The NRC staff determined that this is an improvement in determining the limiting LOCA and is, therefore, acceptable.
- 29. Section 3.3.3.2: The assumed location and the size of the hot leg break for long term containment response to a LOCA is discussed. For the limiting containment environmental qualification response, the limiting break location is a double-ended guillotine break at the reactor vessel outlet nozzle. For the maximum containment sump water temperature analysis, the limiting break is a double-ended guillotine break located at the reactor vessel outlet nozzle.
Since these findings are the result of calculations examining possible locations for the most conservative results, the NRC staff finds this selection of breaks acceptable.
- 30. Section 3.3.3.2 of Revision 1 discusses the timing of the depletion of the BWST and the switch to pump recirculation. Depending on the objective of the analysis (e.g., peak pressure, sump temperature), high or low ECCS flow rates are chosen.
Since these findings are based on calculations examining possible break locations for the most conservative results, the NRC staff finds this selection of ECCS flow rates for BWST depletion to be acceptable.
- 31. Section 3.3.3.2: In Revision 0 the LPI pump flow was assumed constant. In Revision 1 the LPI flow rate is a function of RCS backpressure until the flow is throttled in accordance with the emergency operating procedures. In addition, in Revision 0 there is a discrepancy between the RBS flowrate assumed for the calculation of the rate of BWST depletion (the instrument uncertainty in flow rate is added to the nominal flow rate value) and the calculation of the RBS system flow rate in FATHOMS (the instrument uncertainty in flow rate is subtracted from the nominal flow rate value) in order to be conservative in each case. In Revision 1 these flow rates are the same.
Revision 1 states that the changes to these analyses are necessary since plant procedures and station design have changed. Although the flow rates have been revised, Revision 1 states that conservative values are still used. Since the analysis is revised to reflect changes to plant procedures and design, and the resulting flow rates used in the accident analyses are still conservative, these changes are acceptable to the NRC staff.
- 32. Section 3.3.3.4: For the long term LOCA containment analysis, the termination of the RELAP5 analysis is changed from 30 minutes to the end of the BWST injection phase.
See the evaluation of Item 12.
- 33. Editorial Chapter 4 Small Break LOCA Mass and Energy Release
- 34. Section 4.1: Revision 0 described the use of a simple containment model in RELAP5 for the determination of containment conditions in small break LOCA mass and energy calculations. This has been revised in Revision 1. RELAP5 small break LOCA mass and energy calculations now use containment conditions from a FATHOMS analysis rather than a containment model in RELAP5.
There are two FATHOMS results that do impact the RELAP5 calculation. These are the RBS actuation time (the RBS actuates on containment high pressure) that affects the timing of the switch to recirculation from the containment sump and the containment sump water temperature. Iterations are performed between FATHOMS and RELAP5 until the results converge or conservative agreement is achieved between the FATHOMS and RELAP5. The licensee provided Table 9-1 in the July 7, 2003, letter that demonstrates good agreement between the sump temperature at the start of recirculation and the peak sump temperature for both FATHOMS and RELAP5. The NRC staff noted there is good agreement.

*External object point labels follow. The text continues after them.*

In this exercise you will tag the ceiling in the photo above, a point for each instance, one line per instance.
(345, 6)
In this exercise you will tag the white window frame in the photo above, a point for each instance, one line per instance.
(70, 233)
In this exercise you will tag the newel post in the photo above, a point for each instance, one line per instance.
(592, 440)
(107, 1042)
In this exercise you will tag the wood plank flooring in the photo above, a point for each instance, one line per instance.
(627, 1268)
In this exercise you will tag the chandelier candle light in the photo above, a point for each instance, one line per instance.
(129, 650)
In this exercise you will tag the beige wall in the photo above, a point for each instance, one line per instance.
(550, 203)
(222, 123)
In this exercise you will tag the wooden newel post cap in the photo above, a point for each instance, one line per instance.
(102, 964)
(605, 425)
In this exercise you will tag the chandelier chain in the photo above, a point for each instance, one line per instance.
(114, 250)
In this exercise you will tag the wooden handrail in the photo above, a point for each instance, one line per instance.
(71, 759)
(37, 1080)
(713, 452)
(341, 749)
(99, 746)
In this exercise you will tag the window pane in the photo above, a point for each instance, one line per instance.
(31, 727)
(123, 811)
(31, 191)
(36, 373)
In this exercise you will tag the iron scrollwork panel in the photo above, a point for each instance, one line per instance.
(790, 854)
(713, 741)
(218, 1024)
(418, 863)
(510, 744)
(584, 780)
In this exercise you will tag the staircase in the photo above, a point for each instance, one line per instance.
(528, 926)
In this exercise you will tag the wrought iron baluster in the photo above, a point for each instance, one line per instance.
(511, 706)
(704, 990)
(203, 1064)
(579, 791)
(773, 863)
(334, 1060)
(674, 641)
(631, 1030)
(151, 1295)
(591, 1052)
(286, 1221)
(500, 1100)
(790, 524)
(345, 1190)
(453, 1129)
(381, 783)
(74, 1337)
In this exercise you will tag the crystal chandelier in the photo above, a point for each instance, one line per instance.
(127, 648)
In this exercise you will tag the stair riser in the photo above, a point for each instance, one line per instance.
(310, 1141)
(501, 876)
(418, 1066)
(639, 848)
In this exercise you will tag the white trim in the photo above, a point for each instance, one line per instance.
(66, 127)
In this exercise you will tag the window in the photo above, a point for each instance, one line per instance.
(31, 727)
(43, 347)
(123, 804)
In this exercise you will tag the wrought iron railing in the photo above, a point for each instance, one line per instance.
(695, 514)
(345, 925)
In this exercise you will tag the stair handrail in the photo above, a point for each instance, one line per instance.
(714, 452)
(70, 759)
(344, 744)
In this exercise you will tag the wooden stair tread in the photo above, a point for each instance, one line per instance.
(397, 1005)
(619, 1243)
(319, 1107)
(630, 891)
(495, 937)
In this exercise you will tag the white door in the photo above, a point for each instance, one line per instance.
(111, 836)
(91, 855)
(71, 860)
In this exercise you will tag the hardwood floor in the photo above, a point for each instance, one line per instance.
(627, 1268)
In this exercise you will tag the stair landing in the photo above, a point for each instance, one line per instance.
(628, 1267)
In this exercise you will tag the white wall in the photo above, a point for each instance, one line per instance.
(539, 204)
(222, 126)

The licensees use of FATHOMS to determine the RELAP5 containment boundary conditions is acceptable to the NRC staff since FATHOMS is intended for calculations of this type (sump temperature and containment pressure).
- 35. Section 4.1: The transition from RELAP5 to FATHOMS for the small break LOCA mass and energy release modeling requires consideration of the stored energy at the time of the transition. This modeling has been revised in Revision 1. The stored energy in the secondary system fluid and structural metal is now included. FATHOMS now includes all heat sources. The modeling is done in FATHOMS with heater components.
The licensee states that this is an improvement and a simplification.
The NRC staff concludes that inclusion of more heat sources is an improvement.
Therefore, the NRC staff finds the change to be acceptable.
- 36. Section 4.3.1: Both Revision 0 and Revision 1 use the RELAP5 point kinetics model to calculate delayed neutron power as a function of time. Both limit the shutdown margin to the technical specification shutdown margin limit, 1 percent *K/K. Revision 0 calculated the shutdown reactivity but limited the amount to the technical specification minimum shutdown margin. In Revision 1 the thermal feedback calculation has been deleted and the shutdown margin of 1 percent *K/K is used.
Since the amount of shutdown reactivity has not changed, the NRC staff determined that the proposed revision is acceptable.
- 37. Section 4.3.1: Since no thermal feedback is modeled (See Item 36), the total rod worth is set to the technical specification shutdown margin value.
Since the amount of shutdown reactivity has not changed, the NRC staff finds this change acceptable.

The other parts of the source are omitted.